This repo contains the pre-release version of LoRA-Pro, proposed by LoRA-Pro: Are Low-Rank Adapters Properly Optimized?.
In LoRA-Pro, we uncover a fundamental connection between the optimization processes of LoRA and full fine-tuning: using LoRA for optimization is mathematically equivalent to full fine-tuning using a low-rank gradient for parameter updates. And this low-rank gradient can be expressed in terms of the gradients of the two low-rank matrices in LoRA. Leveraging this insight, we introduce LoRA-Pro, a method that enhances LoRA's performance by strategically adjusting the gradients of these low-rank matrices. This adjustment allows the low-rank gradient to more accurately approximate the full fine-tuning gradient, thereby narrowing the performance gap between LoRA and full fine-tuning. Furthermore, we theoretically derive the optimal solutions for adjusting the gradients of the low-rank matrices, applying them during fine-tuning in LoRA-Pro.

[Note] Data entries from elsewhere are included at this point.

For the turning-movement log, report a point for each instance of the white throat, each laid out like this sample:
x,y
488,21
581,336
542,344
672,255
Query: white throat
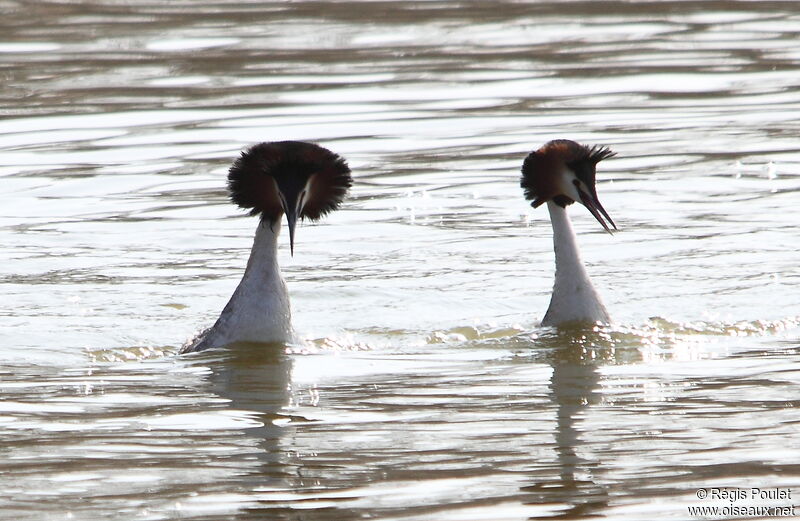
x,y
259,309
574,298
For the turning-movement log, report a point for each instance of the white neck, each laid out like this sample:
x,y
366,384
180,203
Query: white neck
x,y
574,298
259,309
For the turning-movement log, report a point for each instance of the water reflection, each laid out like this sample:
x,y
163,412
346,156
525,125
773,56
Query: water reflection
x,y
255,381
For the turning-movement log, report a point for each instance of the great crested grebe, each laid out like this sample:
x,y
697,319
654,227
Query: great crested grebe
x,y
272,179
561,173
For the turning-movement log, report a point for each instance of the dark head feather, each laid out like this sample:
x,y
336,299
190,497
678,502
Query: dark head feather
x,y
541,167
256,177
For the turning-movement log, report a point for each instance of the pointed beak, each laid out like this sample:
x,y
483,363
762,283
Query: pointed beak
x,y
291,220
591,202
292,211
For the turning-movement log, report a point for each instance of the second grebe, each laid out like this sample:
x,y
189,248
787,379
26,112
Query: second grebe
x,y
560,173
272,179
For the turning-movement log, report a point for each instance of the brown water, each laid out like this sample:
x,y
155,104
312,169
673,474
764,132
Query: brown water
x,y
425,388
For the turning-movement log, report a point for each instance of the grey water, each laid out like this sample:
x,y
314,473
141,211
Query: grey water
x,y
423,387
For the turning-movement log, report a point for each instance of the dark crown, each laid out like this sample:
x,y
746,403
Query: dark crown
x,y
288,165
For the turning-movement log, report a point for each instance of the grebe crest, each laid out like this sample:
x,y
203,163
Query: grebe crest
x,y
288,177
272,179
560,173
563,171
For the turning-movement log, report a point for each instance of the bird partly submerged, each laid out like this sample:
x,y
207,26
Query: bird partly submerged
x,y
560,173
292,178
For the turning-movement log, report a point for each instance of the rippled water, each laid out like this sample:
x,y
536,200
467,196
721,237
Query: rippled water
x,y
425,388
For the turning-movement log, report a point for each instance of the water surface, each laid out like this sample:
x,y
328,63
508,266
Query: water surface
x,y
424,388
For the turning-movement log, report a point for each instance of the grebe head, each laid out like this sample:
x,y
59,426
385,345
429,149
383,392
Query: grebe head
x,y
563,171
288,177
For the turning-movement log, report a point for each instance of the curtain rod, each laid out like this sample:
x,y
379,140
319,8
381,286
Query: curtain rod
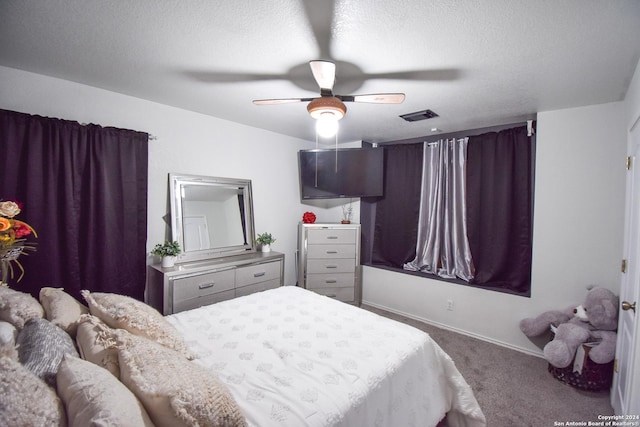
x,y
457,134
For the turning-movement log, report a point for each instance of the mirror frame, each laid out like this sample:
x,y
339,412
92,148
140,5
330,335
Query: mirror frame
x,y
177,182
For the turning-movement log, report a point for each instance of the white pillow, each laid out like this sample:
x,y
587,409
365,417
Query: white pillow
x,y
93,397
26,399
18,307
96,343
175,391
138,318
62,309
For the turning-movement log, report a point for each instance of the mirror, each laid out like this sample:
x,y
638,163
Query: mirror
x,y
211,217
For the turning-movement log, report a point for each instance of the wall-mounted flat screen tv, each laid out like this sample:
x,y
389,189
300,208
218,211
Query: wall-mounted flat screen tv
x,y
344,172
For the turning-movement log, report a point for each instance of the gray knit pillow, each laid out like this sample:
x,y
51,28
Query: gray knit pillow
x,y
25,400
41,345
17,307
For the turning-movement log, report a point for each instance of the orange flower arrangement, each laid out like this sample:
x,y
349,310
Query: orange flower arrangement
x,y
13,240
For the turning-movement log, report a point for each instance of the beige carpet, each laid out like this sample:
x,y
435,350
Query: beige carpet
x,y
513,388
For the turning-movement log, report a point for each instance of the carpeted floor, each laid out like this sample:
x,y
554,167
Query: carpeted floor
x,y
514,388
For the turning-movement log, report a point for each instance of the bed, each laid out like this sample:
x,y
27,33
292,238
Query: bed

Create a conda environment and install dependencies:
git clone https://github.com/mrflogs/LoRA-Pro.git
cd LoRA-Pro
conda activate -n lorapro python=3.9
conda activate lorapro
# install required package
pip install flash-attn --no-build-isolation
pip install -r requirements.txt
Install Llama-2-7B from huggingface and link it to ./models
.
Install datasets (WizardLM, MetaMathQA, and CodeFeedback-Filtered-Instruction, etc.) from huggingface and link them to ./data
.
import peft
import peta
from transformers import TrainingArguments, Trainer
# Configure custom trainer with lora-pro optimizer
class CustomTrainer(Trainer):
def __init__(self, *args, scaling_factor=2, **kwargs):
super().__init__(*args, **kwargs)
self.scaling_factor = scaling_factor
self.lora_modules = []
self.find_modules(self.model, self.lora_modules)
def find_modules(self, module ,lora_modules):
for sub_module in module.children():
if isinstance(sub_module, peft.tuners.lora.layer.Linear):
lora_modules.append(sub_module)
elif list(sub_module.children()):
self.find_modules(sub_module, lora_modules)
def create_optimizer_and_scheduler(self, num_training_steps: int):
self.optimizer = peta.optim.AdamW(self.model.named_parameters(), lr=self.args.learning_rate, scaling_factor=self.scaling_factor, betas=(0.9, 0.999), weight_decay=self.args.weight_decay, mode="efficient", X_mode='sylvester')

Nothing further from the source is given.